Gerçekten kelebekler kadar ömrümüz var. Yaşadığımız günler bunu kanıtlar nitelikte ve bu geçtiğimiz bir sene boyunca ben hep bunu düşündüm. Hayatım bitti mi? Dünya sonunda yok olmaya başladı mı? Nasıl bir şey ki bu kimse kimseye sarılamıyor, dokunamıyor, öpemiyor… Hayatlarımız filmlerdeki insanların donuk hayatlarına dönüşürken bana en çok yardımı dokunan kitaplar ve kalemler oldu.

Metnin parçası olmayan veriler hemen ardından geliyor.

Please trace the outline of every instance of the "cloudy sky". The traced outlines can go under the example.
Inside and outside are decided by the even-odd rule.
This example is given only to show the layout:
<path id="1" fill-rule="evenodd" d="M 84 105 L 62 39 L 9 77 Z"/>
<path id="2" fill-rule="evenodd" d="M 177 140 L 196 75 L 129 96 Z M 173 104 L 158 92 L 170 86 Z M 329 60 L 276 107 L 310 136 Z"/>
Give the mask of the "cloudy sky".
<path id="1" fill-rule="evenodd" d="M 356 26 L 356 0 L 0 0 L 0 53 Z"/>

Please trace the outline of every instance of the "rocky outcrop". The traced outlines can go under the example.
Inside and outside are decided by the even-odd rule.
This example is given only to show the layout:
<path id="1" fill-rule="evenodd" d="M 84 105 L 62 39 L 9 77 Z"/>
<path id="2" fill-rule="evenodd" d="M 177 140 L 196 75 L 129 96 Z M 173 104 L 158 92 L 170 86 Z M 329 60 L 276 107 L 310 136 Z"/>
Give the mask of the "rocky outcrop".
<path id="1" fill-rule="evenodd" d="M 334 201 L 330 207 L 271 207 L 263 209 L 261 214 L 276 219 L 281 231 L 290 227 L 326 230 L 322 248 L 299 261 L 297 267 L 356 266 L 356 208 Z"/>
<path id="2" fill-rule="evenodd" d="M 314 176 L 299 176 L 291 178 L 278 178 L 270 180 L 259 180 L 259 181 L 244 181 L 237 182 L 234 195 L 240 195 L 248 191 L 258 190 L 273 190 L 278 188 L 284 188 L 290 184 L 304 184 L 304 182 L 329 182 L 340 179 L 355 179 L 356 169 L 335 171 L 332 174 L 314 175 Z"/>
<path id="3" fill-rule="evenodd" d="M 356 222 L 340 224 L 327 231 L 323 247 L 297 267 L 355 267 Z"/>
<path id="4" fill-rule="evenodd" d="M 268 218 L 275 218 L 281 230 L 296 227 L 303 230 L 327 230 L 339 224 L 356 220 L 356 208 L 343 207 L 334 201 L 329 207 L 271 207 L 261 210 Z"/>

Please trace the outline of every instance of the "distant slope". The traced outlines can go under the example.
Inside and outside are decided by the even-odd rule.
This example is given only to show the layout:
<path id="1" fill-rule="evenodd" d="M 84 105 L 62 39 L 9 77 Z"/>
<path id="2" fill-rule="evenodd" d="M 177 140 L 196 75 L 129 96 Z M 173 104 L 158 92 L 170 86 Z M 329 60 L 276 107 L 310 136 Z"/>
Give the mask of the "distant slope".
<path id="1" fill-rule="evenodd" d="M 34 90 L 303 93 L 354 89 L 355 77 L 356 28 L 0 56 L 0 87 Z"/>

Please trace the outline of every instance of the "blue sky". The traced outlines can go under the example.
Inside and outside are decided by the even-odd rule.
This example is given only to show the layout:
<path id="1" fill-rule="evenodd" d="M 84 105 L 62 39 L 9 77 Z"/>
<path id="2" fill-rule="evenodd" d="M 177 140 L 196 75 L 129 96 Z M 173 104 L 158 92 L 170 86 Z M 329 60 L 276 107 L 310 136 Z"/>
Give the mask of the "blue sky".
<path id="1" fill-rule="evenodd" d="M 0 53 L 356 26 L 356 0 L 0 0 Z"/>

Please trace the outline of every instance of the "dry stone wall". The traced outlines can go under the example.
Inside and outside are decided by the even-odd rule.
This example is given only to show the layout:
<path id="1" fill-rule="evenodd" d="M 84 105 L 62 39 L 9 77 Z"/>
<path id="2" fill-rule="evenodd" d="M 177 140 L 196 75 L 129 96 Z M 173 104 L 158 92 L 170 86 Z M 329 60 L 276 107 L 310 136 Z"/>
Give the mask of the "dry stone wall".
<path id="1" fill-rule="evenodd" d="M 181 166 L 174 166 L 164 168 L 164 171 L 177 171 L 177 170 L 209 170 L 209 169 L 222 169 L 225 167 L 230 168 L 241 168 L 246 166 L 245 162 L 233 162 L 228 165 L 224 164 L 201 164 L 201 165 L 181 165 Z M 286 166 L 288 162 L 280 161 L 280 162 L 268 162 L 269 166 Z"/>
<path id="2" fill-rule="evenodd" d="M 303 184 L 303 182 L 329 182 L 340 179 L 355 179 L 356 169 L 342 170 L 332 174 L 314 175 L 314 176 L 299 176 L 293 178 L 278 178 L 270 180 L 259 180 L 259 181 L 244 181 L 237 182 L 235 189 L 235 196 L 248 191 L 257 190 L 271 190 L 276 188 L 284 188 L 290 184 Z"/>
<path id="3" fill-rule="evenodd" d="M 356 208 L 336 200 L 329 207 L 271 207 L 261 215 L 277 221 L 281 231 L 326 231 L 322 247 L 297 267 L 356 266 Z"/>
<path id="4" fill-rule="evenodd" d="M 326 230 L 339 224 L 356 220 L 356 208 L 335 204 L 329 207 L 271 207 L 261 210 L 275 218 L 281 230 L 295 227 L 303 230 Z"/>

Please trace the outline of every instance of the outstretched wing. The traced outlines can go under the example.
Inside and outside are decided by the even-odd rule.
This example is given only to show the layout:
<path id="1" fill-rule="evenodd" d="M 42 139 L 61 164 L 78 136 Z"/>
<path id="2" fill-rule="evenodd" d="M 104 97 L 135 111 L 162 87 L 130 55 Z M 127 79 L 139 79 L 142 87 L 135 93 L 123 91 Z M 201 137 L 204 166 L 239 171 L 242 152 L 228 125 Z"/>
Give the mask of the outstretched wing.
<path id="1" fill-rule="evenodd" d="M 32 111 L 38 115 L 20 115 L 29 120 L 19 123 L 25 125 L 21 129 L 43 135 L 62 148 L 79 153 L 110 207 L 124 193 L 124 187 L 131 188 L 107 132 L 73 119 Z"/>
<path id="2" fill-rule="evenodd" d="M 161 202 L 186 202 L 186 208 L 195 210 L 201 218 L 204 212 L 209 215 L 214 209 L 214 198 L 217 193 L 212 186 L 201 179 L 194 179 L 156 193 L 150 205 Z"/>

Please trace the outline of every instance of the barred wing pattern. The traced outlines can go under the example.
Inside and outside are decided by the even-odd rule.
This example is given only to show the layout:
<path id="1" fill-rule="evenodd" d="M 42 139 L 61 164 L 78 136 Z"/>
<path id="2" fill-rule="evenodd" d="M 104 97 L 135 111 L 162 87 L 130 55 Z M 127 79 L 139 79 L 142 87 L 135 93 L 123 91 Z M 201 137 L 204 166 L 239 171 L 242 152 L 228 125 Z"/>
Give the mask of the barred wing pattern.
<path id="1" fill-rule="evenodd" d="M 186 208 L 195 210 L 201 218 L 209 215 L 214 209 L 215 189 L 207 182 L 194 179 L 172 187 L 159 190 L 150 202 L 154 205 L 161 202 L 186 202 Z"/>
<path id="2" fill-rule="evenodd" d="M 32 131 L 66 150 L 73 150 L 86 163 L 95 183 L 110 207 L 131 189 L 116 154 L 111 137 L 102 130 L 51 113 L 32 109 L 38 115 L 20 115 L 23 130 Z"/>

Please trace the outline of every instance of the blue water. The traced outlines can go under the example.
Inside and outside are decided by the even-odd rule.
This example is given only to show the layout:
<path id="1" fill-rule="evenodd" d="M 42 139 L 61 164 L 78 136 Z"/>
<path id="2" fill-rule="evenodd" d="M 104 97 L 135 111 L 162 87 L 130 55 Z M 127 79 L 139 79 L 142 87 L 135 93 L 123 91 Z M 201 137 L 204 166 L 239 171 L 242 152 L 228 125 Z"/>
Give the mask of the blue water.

Okudukça yazasım, yazdıkça okuyasım geliyordu ve bu açlığı karantina günlerim boyunca bol bol besledim. Fakat içimdeki şüphelerden hâlâ tam olarak kurtulabilmiş değilim. Ve benzer şüpheleri insanların gözlerinde, tüm insanların gözlerinde görebiliyordum. Her şeyin düzeleceğini söyleyen ülke yöneticileri, din adamları, siyasiler, film artistleri, sanatçılar ve daha niceleri… Hepsinin ömrü kelebek kadar kalmıştı. Umudu olduğunu söyleyen de söylemeyen de çaresizlik içindeydi. Ve ilk defa kendimi herkesle eşit hissettim. Çaresizlik o kadar yoğundu ki kimi kocaman evinde hapsolmuş bir cevap arıyordu, kimi küçücük karton kutuda neler olup bittiğini anlamaya çalışıyordu… Ama hepimizin derdi aynıydı, şimdi ne olacaktı?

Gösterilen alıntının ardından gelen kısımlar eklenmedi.